CORVALLIS - Oregon's grass seed growers have really put the nix on field burning.

"If you see a pillar of smoke these days, it's more likely to be a slash burning of forested lands than a grass seed field," said Tom Chastain, a crop physiologist at Oregon State University.

"This is a great environmental success story. If you do see a grass seed field burning, it's more than likely a grass variety that just won't tolerate any other management."

For years, billows of smoke marked where the growers burned straw to sanitize their fields. Then one day in 1988, a shift in wind sent the smoke across Interstate 5, triggering a 23-car pileup that killed seven people.

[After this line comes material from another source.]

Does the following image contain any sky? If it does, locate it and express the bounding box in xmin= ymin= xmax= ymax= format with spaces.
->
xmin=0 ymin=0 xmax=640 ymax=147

Not long after that incident, the Oregon Legislature set regulations, limiting open field burning to about 10 percent of total grass seed acres. And this summer, with the usual burning season set to begin in mid-July, acres burned are expected to hit an all time low - in fact, less than the limit set.

Chastain said growers have three grass seed management options:

 

  • Chop and leave straw on the field. The 2- to 3-inch layer composts in place, adding natural fertilizer to the soil.

     

  • Bale straw and remove it from the field. The straw can be exported, usually to Japan, or sold to local farmers for livestock feed and bedding. After bales are removed, grass seed growers often use a flail mower to level the stubble.

     

  • Burn.

Among grass species that require thermal management (burning) are fine fescues, like creeping red fescue. "You can't leave any straw on it, or it won't grow, flower or reproduce," Chastain said. This grass, used for shaded lawns, accounts for about 1 percent of Oregon's 400,000-plus grass seed acres.

Another type of grass that usually is burned is chewings fescue, commonly used in cool-season grass mixes of Kentucky bluegrass and perennial ryegrass.

"It isn't that chewings has to be burned, but it grows on the hills on the eastern side of the Willamette Valley where baling would be very difficult," said Gale Gingrich, an OSU extension agent for Marion County. "Growers in the hills don't want to burn. If they do, they must have a burning crew and they must get approval by officials.

"Growers would rather bale, chop or whatever, so they can control what has to be done," she added.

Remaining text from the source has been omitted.